# Fort McRee



## GoNoles22 (Jun 21, 2012)

Are there any good spots to spearfish from the beach at Fort McRee?


----------



## SaltAddict (Jan 6, 2010)

I have heard that the whole area has been marked a sanctuary and spearfishing has been prohibited. Rod and reel still ok.


----------



## coolbluestreak (Jun 27, 2011)

SaltAddict said:


> I have heard that the whole area has been marked a sanctuary and spearfishing has been prohibited. Rod and reel still ok.


Same here.


----------



## MillerTime (Jul 6, 2011)

There arent that many spots you can legally spearfish from the beach. McRee is not one of those.


----------



## coolbluestreak (Jun 27, 2011)

Including the Mass.


----------



## MillerTime (Jul 6, 2011)

coolbluestreak said:


> Including the Mass.


Yeah never would have thought that was off limits


----------



## El Kabong (May 9, 2012)

coolbluestreak said:


> Including the Mass.


You're saying the Mass is off limits to spearing? If so, what regulation forbids it?

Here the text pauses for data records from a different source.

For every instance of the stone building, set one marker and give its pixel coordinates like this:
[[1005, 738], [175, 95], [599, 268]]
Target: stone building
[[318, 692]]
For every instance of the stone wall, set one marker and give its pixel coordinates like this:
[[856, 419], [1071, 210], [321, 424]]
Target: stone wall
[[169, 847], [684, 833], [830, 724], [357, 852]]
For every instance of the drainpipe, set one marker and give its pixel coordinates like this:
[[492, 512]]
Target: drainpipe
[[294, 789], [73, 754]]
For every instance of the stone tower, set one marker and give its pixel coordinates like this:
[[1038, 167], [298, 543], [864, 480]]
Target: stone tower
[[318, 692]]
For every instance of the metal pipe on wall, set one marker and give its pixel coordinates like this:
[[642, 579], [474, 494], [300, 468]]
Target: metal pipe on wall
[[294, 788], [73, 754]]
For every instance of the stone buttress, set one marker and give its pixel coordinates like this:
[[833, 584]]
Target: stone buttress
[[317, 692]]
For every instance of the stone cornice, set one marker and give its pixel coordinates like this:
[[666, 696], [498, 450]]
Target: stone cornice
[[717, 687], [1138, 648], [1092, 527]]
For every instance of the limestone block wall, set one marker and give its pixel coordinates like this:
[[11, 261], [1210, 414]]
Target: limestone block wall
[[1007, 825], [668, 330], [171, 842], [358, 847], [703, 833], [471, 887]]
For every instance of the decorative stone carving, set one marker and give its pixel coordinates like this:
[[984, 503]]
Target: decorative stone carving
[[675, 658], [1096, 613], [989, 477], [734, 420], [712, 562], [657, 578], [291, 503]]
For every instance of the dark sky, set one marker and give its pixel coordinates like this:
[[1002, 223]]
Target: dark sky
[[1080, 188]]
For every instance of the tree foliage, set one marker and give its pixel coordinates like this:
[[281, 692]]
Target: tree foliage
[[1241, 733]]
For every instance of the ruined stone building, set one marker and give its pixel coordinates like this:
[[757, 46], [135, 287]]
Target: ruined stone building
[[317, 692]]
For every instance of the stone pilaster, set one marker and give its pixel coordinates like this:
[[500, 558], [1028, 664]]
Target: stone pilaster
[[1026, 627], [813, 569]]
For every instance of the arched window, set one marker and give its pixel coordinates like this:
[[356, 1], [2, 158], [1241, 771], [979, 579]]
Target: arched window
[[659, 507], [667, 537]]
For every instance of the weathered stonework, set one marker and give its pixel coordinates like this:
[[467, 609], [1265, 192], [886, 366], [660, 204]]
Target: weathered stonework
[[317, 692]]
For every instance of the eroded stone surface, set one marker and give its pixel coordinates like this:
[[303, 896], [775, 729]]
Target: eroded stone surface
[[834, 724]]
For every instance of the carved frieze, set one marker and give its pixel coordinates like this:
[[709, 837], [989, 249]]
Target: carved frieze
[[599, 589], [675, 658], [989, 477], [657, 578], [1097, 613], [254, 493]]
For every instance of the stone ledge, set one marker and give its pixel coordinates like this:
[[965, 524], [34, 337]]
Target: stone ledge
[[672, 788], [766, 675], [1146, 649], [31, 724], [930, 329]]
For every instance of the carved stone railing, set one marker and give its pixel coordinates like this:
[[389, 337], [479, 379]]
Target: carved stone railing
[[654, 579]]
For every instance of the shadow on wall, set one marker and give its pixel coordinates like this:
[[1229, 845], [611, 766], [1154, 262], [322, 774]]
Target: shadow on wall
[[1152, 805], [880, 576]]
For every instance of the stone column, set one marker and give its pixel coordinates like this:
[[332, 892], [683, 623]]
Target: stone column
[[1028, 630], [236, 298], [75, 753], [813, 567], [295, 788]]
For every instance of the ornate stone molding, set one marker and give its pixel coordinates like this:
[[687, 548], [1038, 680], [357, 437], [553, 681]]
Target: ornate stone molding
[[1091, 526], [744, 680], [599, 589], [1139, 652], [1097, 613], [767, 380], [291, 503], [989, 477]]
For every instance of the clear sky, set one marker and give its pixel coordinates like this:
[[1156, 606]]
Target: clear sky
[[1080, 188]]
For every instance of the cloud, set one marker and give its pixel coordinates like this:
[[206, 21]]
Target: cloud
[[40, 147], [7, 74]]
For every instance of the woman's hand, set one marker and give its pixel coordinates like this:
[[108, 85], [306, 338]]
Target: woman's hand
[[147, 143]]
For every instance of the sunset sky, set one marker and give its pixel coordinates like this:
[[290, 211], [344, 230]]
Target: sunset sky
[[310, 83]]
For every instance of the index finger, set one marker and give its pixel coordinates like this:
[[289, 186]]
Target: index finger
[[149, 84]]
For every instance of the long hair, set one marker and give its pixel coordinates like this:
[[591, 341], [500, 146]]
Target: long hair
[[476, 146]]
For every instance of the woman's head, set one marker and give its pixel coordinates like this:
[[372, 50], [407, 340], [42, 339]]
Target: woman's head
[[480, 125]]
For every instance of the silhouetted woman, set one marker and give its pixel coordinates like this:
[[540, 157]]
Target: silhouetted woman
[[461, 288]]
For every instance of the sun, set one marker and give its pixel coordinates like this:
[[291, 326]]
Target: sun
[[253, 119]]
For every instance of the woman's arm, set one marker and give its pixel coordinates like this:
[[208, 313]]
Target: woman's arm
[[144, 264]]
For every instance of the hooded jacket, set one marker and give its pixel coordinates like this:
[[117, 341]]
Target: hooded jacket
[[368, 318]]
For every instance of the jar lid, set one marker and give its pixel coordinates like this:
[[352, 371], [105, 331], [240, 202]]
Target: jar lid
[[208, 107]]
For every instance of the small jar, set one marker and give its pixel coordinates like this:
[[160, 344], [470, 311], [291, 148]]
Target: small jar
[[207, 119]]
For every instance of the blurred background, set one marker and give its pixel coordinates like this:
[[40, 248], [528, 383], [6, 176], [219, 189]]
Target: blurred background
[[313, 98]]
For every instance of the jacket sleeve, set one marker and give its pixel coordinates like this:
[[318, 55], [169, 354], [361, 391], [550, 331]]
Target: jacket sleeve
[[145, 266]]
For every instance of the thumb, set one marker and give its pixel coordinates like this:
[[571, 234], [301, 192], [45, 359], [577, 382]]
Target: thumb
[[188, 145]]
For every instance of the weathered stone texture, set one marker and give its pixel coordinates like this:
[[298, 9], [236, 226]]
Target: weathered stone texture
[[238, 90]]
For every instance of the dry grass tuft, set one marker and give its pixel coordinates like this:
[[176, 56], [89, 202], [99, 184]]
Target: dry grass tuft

Spearfishing off Florida Beaches is prohibited by a specific law, same with spearfishing off most rock jetties. I'm not aware of a reg that allows hook & line fishing on a wreck while forbidding spearfishing.

Thanks

oh, and I wouldn't call the Mass a "beach dive", unless you guys are eating a lot more Wheaties than I am.


----------



## SaltAddict (Jan 6, 2010)

El Kabong said:


> You're saying the Mass is off limits to spearing? If so, what regulation forbids it?
> 
> Spearfishing off Florida Beaches is prohibited by a specific law, same with spearfishing off most rock jetties. I'm not aware of a reg that allows hook & line fishing on a wreck while forbidding spearfishing.
> 
> ...


Talkin' bout mad wheaties fa sho! Lol. It was declared a marine sanctuary. Meaning they can manipulate what "can and cannot be done" as they see fit.


----------



## Evensplit (Oct 2, 2007)

Spearfishing is not allowed inside the national park. The park claims up to a mile off the beach. The Mass is outside the limit and is designated an archaeological preserve, not a wildlife preserve. There is nothing stopping you from spearfishing the Mass.
You can spearfish off of Florida beaches, just not within 100 yards of designated swimming areas. As a guideline, if there are lifeguards present it's a designated swimming beach.


----------



## coolbluestreak (Jun 27, 2011)

Ok, good info.
I stand corrected.


----------



## SaltAddict (Jan 6, 2010)

I wish I wouldn't have skipped out on that quantum physics class to smoke reefer. These regs would be much easier to understand.


----------



## Evensplit (Oct 2, 2007)

coolbluestreak said:


> Ok, good info.
> I stand corrected.


My post wasn't directed at anyone in particular, just meant for info purposes. On second read it did come across kinda harsh....sorry.


----------



## fivestar (Mar 6, 2012)

The mass is not off limits for spearfishing and neither is ft mcree you just must be more than 100 yds off the beach!


----------